Gaining Access to Experience through Film
“I can only answer the question ‘What am I to do?’ if I can answer the prior question ‘Of what story or stories do I find myself a part?’” Alisdair MacIntyre, from After Virtue, Notre Dame UP, 1981
People slip out of the story they’re living all the time; daily life is full of moments of rupture, distraction and disappearance. With a practical demonstration of working with film in a narrative medicine classroom, this seminar will work to show how close reading of film can be a method for locating oneself in one’s own story – a crucial element of ethical practice in health care.
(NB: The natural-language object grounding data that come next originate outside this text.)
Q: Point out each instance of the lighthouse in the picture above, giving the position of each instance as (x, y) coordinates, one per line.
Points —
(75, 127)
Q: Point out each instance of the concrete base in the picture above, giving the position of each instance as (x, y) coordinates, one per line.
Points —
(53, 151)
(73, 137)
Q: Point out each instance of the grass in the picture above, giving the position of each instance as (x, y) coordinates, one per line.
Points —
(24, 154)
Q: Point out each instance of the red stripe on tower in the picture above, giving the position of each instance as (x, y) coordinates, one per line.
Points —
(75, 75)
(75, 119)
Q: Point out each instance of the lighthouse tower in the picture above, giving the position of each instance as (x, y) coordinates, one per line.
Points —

Maura Spiegel, PhD teaches literature and film at Columbia University and Barnard College. She is co-director the Division of Narrative Medicine in the Department of Medical Humanities and Ethics, Columbia University College of Physicians and Surgeons, where she also teaches a film course to first-year medical students. With Rita Charon, MD, PhD, she edited the journal Literature and Medicine (Johns Hopkins University Press) for seven years. She co-authored The Principles and Practice of Narrative Medicine (Oxford University Press), The Grim Reader: Writings on Death, Dying and Living On (Anchor/Doubleday), and has published articles on many subjects including the history of the emotions, Charles Dickens, Victorian fashion and film, and diamonds in the movies. She has lectured on Narrative Medicine in Venice, London, Dublin, Buenos Aires, Toronto, Baroda, India, and in cities around the U.S. Her book, Sidney Lumet: A Life (St. Martin’s Press) was published in 2019.